Aus Stammanalysen wurde ein laufender jährlicher Zuwachs von 11,3 Vfm/ha für die Reinbestandsparzelle 1 ermittelt.

Die Schwarznuss verdient auf Grund ihrer hohen Wertleistungsfähigkeit auf den genannten Standorten - gerade angesichts einer möglichen Klimaänderung und schwindender Tropenholzvorräte - eine verstärkte Beachtung. Die Standorte, die für einen sinnvollen Anbau der Schwarznuss in Frage kommen, sind flächenmäßig eher von geringem Ausmaß. So besteht keine Gefahr, dass sie großflächig angebaut werden kann. In gruppenweiser Pflanzung oder kleinbestandsweise (einjähriger Sämling oder Saat, Pflanzverband z. B. 3 m x 1.5 m) stellt sie eine Alternative bzw. eine wertvolle Ergänzung zu den heimischen Baumarten dar.

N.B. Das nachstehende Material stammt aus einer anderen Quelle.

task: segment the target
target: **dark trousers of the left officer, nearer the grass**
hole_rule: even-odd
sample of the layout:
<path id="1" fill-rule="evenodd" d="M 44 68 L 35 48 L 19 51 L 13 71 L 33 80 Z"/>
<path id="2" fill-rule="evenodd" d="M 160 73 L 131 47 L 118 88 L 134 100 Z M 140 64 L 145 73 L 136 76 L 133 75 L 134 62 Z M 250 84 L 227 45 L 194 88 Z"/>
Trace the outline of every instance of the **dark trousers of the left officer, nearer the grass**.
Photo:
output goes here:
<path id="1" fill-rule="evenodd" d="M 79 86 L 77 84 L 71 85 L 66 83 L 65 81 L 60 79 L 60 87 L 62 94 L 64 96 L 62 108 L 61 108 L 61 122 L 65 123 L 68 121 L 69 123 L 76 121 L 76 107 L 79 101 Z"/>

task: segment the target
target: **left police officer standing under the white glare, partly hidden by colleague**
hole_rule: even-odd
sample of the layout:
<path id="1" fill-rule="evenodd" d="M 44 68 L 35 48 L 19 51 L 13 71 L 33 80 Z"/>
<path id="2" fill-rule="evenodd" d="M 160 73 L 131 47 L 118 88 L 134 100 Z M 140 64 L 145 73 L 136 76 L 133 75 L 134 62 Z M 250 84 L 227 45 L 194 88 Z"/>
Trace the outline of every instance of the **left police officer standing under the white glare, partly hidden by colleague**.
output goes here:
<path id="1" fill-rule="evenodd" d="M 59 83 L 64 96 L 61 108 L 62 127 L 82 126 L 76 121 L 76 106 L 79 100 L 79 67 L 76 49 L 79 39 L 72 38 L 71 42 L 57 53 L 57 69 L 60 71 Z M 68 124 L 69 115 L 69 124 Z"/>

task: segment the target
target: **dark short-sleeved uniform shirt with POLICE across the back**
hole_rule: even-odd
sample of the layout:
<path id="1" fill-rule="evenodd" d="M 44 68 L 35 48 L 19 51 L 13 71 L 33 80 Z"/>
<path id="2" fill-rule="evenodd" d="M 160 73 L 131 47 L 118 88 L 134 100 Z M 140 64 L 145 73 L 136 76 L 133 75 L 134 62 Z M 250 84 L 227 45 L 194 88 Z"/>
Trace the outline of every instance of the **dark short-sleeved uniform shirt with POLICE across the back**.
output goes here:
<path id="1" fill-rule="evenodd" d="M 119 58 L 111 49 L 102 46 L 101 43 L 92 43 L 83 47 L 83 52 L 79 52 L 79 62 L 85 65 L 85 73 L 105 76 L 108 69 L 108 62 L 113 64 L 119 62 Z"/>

Leonhard Steinacker ist Mitarbeiter der Bayerischen Landesanstalt für Wald und Forstwirtschaft (LWF) und dem Lehrstuhl für Waldwachstumskunde und zur Betreuung der langfristigen ertragskundlichen Versuchsflächen in Bayern zugewiesen.

Dr. Martin Bachmann war Mitarbeiter der Abteilung Waldbau und Bergwald an der LWF.